DevIL provides an error-handling solution similar (but not exactly like)
OpenGL's. When a detectable error occurs
somewhere in DevIL, such as when the user passes a NULL parameter in a function
that requires a valid pointer, DevIL sets the error in an internal error stack,
which is at least 32 errors deep. If you get as high as 32 errors, you need to poll
the error stack more often. ilGetError returns errors in the reverse order they
occurred (last one returned first, like a regular stack).

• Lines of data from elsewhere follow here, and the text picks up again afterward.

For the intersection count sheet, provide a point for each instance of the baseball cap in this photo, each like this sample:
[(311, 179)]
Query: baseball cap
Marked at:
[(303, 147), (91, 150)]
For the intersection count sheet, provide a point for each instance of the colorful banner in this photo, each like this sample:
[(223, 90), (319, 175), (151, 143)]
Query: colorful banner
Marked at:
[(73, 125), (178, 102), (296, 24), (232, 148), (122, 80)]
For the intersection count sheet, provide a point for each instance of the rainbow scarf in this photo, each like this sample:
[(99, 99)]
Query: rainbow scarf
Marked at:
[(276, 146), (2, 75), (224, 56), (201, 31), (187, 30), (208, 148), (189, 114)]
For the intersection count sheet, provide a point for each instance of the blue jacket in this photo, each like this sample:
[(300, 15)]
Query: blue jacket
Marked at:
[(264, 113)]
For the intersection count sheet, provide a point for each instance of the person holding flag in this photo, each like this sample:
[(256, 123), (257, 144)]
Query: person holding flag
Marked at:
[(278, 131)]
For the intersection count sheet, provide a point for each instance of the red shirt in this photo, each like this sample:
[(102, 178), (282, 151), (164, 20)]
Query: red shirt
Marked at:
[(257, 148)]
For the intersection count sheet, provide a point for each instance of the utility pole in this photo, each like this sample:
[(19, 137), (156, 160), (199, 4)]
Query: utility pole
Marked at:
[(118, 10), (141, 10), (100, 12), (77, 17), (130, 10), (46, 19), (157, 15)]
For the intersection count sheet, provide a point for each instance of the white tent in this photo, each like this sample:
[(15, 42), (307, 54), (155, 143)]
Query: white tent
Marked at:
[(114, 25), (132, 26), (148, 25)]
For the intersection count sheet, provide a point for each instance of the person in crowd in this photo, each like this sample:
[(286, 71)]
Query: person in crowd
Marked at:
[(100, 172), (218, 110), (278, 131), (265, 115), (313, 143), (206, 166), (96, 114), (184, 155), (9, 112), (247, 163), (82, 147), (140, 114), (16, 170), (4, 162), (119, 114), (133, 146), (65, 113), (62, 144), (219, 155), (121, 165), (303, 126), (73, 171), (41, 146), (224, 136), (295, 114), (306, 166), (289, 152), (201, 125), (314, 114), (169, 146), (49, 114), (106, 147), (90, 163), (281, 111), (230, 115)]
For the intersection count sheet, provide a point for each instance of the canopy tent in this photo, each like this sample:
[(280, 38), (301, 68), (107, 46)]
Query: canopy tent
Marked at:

If an error occurs, DevIL is not immediately crippled but will continue to function,
though it may not behave how you want it to if the errored function was supposed to set
a state or something similar. To poll the error stack, call ilGetError with no parameters:
ILenum ilGetError
(ILvoid);
If no detectable errors have occurred, ilGetError returns the IL_NO_ERROR message
consistently. In the case of an error happening, ilGetError returns a value
listed in the docs.
If IL_OUT_OF_MEMORY occurs, pray that your application can at least exit correctly.
Code snippet that uses DevIL to retrieve errors
ILenum Error;
while ((Error = ilGetError()) != IL_NO_ERROR) {
printf("%d: %s/n", Error, iluErrorString());
}
iluErrorString is a convenient function that produces a human-readable string of the
current error. iluErrorString just requires one parameter:
const ILbyte *iluErrorString
(ILenum Error);
Error is the value of the error that occurred. As an example, if IL_NO_ERROR
is passed as Error, iluErrorString returns the const string "no error".